Сакрализация вождей – оттуда, это когда в них исчезает человеческое, и его воспринимают как божественного судию. Возникает аура – холодок обожания живого вождя, или мистическое ощущение в музее при виде слипшихся волосков великого завоевателя. Или это холодок перед бездной космоса?

Сакральный ужас дотянулся оттуда и до поколения Гордеева – в подсознании, хотя новые вожди стали обычными людьми. Об этом говорит повсеместная лояльность и самоцензура, вздрагивающая от запрещающих постановлений власти, некоторые покорные прытко бегут исполнять, впереди всех.

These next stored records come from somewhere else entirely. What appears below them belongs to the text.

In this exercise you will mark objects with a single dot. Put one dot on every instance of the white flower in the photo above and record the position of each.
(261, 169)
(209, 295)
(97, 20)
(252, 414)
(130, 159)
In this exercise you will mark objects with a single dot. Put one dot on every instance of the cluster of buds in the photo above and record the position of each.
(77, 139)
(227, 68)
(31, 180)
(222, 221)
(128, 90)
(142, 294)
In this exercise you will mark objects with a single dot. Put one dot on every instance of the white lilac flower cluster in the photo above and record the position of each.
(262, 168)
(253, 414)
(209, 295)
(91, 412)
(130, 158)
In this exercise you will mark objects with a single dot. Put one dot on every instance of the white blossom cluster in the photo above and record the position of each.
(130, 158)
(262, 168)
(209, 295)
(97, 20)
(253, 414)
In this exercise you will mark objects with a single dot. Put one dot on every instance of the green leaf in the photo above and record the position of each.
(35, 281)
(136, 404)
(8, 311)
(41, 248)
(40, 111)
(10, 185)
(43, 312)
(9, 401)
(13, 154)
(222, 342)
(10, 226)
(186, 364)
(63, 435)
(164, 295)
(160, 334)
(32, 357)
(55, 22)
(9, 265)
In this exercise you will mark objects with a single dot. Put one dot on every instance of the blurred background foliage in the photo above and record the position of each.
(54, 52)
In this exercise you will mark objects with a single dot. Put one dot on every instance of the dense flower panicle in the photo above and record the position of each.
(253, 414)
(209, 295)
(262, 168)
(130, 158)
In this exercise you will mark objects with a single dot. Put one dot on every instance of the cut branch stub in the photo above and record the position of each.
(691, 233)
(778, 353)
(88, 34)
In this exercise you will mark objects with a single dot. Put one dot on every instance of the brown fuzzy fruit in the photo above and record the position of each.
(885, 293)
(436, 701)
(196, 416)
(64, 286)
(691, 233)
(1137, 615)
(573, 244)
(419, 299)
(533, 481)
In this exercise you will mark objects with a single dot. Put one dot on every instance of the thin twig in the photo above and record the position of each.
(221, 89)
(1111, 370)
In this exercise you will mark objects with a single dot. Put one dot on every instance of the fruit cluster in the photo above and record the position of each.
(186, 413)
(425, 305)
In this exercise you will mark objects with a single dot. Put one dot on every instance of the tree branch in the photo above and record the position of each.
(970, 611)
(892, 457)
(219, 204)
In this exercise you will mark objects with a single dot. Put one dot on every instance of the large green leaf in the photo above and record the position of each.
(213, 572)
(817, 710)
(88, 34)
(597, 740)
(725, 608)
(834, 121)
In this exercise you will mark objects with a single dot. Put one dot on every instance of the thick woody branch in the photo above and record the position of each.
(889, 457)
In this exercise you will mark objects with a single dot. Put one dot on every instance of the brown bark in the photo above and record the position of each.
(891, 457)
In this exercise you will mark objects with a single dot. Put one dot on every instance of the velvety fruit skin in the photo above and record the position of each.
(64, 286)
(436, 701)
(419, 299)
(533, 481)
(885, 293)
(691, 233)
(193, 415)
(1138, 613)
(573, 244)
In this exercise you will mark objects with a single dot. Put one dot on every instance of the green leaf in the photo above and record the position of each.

В наше время насилия нет. Вырвано жало жестокости, как при смертной борьбе римских гладиаторов, и наступили состязания вроде спортивных (правда и они превратились в средство для быстрого обогащения). Есть только мягкое воздействие на противников – путем надавливания на болевые точки. Это отстранение от выборов кандидатов противников (бракуя их подписные листы лингвистами и графологами в погонах). Увольнение митингующих, оглушительные штрафы за потоптанную траву в скверах, не повышение в должности, арест на какой-нибудь десяток дней (на годы – вызывает мгновенный отпор широкой общественности!), лишение родителей права на детей. И лишь иногда старые простые воздействия – неизвестные личности ломают ногу или бьют в живот участников митинга.

И наоборот. Перед выборами власть одаривает протестующие слои граждан одноразовыми выплатами, и протесты затихают.

В ответ противники мирно распространяют в Интернете на одиозных чиновников клеймо "не рукопожатных".

Государственная пропаганда на телевидении, четкая, как красные стрелки десяти сталинских ударов, тоже перестала доминировать в умах массы, даже провинциальной. Она стала прибежищем сморщившихся пропагандистов-консерваторов. И наоборот, стали всесильными масс-медиа Интернета, – убежище демократов, радикалов, кроющих матом, и болтунов, не отвечающих ни за что.

____

Монотонность неподвижности колоссальной скорости движения утомила меня. Может быть, крутился вокруг оси?– не знал. Шлем освещало солнце, вышедшее из тени Земли, и тогда меркли звездочки, снова погружался в тень от Земли, и ярко вспыхивали звездочки. Неподвижно лететь, ожидая чего-то, что уже никогда не случится, было невыносимо. И пытаюсь уйти в ту, иную жизнь, ставшую иллюзией надежды. Осмыслить, наконец, то, что подвигло оторвать ее пуповину.